語学習得には「体を動かす」のが正解だった

語学と運動の不思議な関係性

具体的に言うと、学生たちはエクササイズ用のバイクをゆったりしたペース(それぞれの最大有酸素能力のほぼ60%)でこぐよう指示された。学生たちは授業20分前からバイクをこぎ始め、授業が始まってからも15分程度こぎ続けた。

記憶を長持ちさせる効果も

授業ではどちらのグループも、大型スクリーンに新しい単語が対応する絵(「apple」なら赤いリンゴの絵)とともに映し出されるのを見て単語を覚えた。1度の授業で表示される単語は40個だった。

授業が終わったらどちらのグループの学生も短い休憩を取り、語彙力を調べるテストを受けた。単語と絵の組み合わせが正しいかどうかをコンピュータのキーを使ってできるだけ早く答えるというものだ。また、新しく習った単語を使った文章を読み、意味が通っているかどうかを答えた(「The apple is a dentist」ならノーだ)。言語学においては一般的に、文章を理解できるということは単なる語彙の増加よりもさらに言語の習熟度が向上したこと示すと考えられている。

学生たちは8回の授業を2カ月間にわたって受けた。

各授業の後で受けたテストでは、バイクこぎをした学生たちのほうが座っていただけの学生たちよりいい成績を収めた。

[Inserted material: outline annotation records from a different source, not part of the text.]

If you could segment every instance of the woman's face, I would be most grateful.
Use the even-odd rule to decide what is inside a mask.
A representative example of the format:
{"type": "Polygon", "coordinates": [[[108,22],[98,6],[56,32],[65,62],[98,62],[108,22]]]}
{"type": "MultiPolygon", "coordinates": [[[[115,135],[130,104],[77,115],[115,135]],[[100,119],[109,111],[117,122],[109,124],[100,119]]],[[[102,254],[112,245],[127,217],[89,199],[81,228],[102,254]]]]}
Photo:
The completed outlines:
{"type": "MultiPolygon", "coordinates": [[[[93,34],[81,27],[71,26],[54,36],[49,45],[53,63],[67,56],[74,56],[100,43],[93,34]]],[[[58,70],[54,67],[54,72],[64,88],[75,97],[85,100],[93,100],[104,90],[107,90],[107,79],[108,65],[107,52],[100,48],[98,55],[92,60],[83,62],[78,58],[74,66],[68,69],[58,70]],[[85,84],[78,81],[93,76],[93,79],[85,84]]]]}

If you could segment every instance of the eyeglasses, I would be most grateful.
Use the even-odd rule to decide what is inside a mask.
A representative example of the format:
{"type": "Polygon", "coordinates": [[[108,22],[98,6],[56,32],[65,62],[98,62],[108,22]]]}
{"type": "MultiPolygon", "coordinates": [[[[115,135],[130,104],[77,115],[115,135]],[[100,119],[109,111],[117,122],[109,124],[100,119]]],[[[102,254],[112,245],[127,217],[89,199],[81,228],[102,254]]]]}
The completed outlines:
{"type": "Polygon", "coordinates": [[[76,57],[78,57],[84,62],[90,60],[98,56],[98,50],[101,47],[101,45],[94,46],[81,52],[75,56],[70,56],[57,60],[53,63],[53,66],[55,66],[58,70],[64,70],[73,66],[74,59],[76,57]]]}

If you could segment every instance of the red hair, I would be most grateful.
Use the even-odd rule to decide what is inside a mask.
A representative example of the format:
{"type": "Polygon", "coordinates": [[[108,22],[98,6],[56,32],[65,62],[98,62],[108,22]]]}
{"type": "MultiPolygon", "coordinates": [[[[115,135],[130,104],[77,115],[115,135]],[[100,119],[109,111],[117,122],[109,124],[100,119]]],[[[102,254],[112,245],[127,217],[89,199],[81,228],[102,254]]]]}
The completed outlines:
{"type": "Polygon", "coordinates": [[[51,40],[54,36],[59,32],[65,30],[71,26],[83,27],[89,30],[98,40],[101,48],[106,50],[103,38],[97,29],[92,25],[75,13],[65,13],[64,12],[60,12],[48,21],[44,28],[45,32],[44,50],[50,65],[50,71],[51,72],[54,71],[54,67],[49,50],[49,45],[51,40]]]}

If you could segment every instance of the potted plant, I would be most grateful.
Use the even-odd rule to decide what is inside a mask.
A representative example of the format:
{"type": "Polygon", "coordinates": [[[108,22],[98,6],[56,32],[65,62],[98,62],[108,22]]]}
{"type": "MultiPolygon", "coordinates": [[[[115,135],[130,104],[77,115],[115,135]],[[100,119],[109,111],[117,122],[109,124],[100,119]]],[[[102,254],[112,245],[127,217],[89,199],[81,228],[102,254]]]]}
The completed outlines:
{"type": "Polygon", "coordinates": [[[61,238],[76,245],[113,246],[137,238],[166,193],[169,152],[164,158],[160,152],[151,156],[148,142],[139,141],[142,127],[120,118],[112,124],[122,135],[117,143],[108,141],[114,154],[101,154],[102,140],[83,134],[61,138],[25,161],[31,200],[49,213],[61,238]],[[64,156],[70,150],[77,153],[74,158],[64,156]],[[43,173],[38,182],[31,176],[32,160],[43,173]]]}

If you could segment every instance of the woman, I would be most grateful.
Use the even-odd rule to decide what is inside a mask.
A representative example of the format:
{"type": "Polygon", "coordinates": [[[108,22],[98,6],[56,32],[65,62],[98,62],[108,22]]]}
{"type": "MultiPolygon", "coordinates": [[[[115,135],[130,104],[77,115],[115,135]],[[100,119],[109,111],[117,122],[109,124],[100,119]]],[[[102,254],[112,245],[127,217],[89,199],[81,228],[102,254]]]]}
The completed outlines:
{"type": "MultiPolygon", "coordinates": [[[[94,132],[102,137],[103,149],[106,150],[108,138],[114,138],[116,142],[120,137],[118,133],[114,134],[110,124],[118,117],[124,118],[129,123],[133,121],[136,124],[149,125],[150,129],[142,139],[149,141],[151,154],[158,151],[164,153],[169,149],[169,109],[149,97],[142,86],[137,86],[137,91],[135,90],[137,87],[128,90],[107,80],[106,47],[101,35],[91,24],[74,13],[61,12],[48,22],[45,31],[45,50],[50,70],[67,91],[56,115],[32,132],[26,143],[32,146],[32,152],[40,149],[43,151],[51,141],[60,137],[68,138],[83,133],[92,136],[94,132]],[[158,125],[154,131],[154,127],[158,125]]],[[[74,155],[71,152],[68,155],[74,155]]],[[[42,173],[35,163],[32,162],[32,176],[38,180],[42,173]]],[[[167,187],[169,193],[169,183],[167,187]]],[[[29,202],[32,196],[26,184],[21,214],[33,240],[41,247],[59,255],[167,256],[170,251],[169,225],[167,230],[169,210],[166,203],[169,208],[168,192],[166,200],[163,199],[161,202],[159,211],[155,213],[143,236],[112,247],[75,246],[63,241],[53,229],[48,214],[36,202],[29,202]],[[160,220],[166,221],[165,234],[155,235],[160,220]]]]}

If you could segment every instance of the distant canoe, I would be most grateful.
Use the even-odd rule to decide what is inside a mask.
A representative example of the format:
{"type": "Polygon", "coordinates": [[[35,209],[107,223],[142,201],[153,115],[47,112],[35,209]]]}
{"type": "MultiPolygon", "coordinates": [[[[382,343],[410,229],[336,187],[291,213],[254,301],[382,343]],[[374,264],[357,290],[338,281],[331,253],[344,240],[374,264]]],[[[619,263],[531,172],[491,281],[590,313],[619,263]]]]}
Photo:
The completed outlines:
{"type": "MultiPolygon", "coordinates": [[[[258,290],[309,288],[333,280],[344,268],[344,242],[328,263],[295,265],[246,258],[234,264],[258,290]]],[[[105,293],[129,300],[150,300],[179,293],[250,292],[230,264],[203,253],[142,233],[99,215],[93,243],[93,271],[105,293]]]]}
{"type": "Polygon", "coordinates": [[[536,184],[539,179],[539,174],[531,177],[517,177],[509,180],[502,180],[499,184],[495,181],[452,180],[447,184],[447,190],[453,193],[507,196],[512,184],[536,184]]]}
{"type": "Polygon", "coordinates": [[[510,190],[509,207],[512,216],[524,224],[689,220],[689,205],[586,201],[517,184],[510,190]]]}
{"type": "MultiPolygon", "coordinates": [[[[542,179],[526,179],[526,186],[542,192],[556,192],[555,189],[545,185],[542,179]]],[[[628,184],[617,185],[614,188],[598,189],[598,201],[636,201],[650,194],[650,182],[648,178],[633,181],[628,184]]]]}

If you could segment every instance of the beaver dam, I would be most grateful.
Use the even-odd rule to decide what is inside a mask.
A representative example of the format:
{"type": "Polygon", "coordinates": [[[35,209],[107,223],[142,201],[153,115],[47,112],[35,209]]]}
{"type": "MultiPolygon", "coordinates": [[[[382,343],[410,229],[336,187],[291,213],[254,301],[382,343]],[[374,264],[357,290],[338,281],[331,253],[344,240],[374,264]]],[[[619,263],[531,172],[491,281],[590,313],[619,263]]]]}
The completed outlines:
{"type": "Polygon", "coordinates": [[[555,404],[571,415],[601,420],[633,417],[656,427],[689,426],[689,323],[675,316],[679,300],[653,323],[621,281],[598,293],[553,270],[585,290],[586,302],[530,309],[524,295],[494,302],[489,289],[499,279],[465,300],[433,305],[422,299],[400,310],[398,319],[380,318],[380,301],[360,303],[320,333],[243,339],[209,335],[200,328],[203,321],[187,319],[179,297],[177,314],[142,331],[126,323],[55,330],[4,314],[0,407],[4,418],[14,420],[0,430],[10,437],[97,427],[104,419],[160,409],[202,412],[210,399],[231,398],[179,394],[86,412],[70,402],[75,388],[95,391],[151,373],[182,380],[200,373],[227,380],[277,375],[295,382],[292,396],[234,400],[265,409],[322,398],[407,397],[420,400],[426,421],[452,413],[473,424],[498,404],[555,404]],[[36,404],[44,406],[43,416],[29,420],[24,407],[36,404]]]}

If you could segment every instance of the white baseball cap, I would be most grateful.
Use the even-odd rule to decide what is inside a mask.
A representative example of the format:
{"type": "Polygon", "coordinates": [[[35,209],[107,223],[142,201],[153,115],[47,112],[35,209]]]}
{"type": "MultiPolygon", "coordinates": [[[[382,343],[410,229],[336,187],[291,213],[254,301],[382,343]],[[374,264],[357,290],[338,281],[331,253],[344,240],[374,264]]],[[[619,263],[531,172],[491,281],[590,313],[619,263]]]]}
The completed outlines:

また、文章が正しいかどうか見分けるテストでもバイクこぎをした学生たちのほうが好成績だった。もっとも、何度か授業を受けるまで、両者の差ははっきり見えてはこなかった。

最も興味深い点は、習得した語彙であれ単語の意味の理解であれ、バイクをこいだグループのほうが「長持ち」したということだ。授業終了から1カ月後に行った再テストでも、バイクこぎグループのほうが単語を多く覚えていて、文章で使われたときの理解も正確だった。

論文の共著者であるビタサルーテ・サンラファエーレ大学(イタリア)のシモーネ・スルピツィオ教授(心理学・言語学)は、「この結果は、学習中に体を動かすとより効率よく学べるようになることを示している」と語る。

スルピツィオ教授によれば、運動の効果は記憶を助けるだけにとどまらない。新たに覚えた単語の使い方への理解度もアップするという。

この研究では大学生に比較的軽い運動をさせたが、ほかの運動をしているほかの人たちでも同じ結果が出るかどうかはここからはわからない。

また、脳内で何が起きてこうした効果を生むのかについての手掛かりも示されてはいない。だが教授によれば、運動により脳内でさまざまな神経化学物質の放出が促され、脳細胞やニューロン間の結合が増えることを示す研究は数多いという。これにより脳の可塑性が上がり、学習能力もアップするというわけだ。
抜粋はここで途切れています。